To ease the burden on managers, Heritage suggested performance improvement plans no longer be required for employees denied a step increase. A denial should only be appealed within the agency, Heritage said, not to MSPB or through a grievance. Managers should instead have more leverage to give performance bonuses to top notch and in-demand employees.

The researchers also posited that while private sector workers receive on average 3 percent to 5 percent of their salaries in retirement benefits, federal employees receive 15 percent to 18 percent. Part of the disparity stems from feds’ defined-benefit pensions; just 18 percent of private sector workers receive such a perk, Heritage said.

New hires and workers with less than five years of experience should be shifted to a more generous defined contribution system exclusively -- with a maximum government match of 8 percent of employees’ salaries into their Thrift Savings Plan accounts -- while employees already retired, separated or with 25 years experience should be grandfathered into the current system, the think tank said. Those with between five and 25 years of federal service would be given three different options enabling them to either keep the same basic structure while contributing more toward their pensions, or to freeze or stop their defined benefit in favor of a more generous TSP contribution.

Those reforms would save $202 billion over 10 years, Heritage said.

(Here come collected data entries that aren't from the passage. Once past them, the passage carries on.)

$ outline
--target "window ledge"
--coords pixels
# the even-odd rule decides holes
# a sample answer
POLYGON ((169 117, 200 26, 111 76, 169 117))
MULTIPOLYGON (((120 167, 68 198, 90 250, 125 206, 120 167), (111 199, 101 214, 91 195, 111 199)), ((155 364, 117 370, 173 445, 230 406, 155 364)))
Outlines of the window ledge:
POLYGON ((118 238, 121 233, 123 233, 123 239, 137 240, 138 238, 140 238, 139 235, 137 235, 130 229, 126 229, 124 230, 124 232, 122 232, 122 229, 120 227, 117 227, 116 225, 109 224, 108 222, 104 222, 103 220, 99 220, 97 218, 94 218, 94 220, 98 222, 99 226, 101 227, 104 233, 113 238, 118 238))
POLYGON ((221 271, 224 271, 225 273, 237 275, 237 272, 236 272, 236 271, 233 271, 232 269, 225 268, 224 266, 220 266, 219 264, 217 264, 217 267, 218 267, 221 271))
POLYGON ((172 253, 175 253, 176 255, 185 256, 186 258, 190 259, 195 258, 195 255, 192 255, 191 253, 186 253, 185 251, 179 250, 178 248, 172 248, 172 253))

The group suggested eliminating the government subsidy in the Federal Employees Health Benefits Program for retirees, saving $37 billion. It also said current employees have little incentive to shop for cheaper options on FEHBP because the government, rather than the individual, disproportionately reaps the benefits of the savings. To rectify that, Heritage proposed the government pay a flat amount equal to 72 percent of the average FEHBP premium and leave employees on the hook for the rest. The change would save an estimated $42 billion, though Heritage did not include that total in its cumulative savings due to potential volatility in the health care market. 

Heritage found the average private sector employee receives 21 days of paid leave, compared to 33 days for feds. It proposed reducing federal employees' vacation days to between 10 and 20, depending on experience, in addition to 10 paid sick days. The proposal would save $68 billion over 10 years.

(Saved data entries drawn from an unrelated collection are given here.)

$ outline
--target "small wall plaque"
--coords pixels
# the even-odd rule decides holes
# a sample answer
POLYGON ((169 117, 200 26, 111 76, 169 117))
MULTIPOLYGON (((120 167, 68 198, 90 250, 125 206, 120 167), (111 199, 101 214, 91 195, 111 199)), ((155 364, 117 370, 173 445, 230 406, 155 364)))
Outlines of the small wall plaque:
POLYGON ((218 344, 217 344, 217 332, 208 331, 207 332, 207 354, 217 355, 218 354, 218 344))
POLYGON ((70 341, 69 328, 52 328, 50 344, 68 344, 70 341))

Federal employee advocates condemned Heritage’s initial report, calling it out of touch with reality.

Jessica Klement, legislative director of the National Active and Retired Federal Employees Association, said federal pay lags behind industry in many sectors and large companies often offer benefits the government does not.

“If anything, the federal government should start to emulate those practices, not move further away from attracting top talent to serve our nation,” Klement said.

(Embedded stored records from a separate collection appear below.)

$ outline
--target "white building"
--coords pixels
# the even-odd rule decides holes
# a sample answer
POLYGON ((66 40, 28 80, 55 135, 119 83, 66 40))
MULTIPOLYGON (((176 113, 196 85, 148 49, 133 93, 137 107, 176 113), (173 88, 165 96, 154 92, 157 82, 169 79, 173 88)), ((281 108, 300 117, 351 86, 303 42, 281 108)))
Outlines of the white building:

J. David Cox, president of the American Federation of Government Employees, called the report a “vicious” attack on the federal workforce.

“It is disgusting to advocate for cutting the pay for the people who care for our veterans, patrol our borders, and inspect our food, while showering the wealthy with billions in tax cuts,” Cox said.

Several reports over the last few years have found conflicting results when comparing federal pay to the private sector.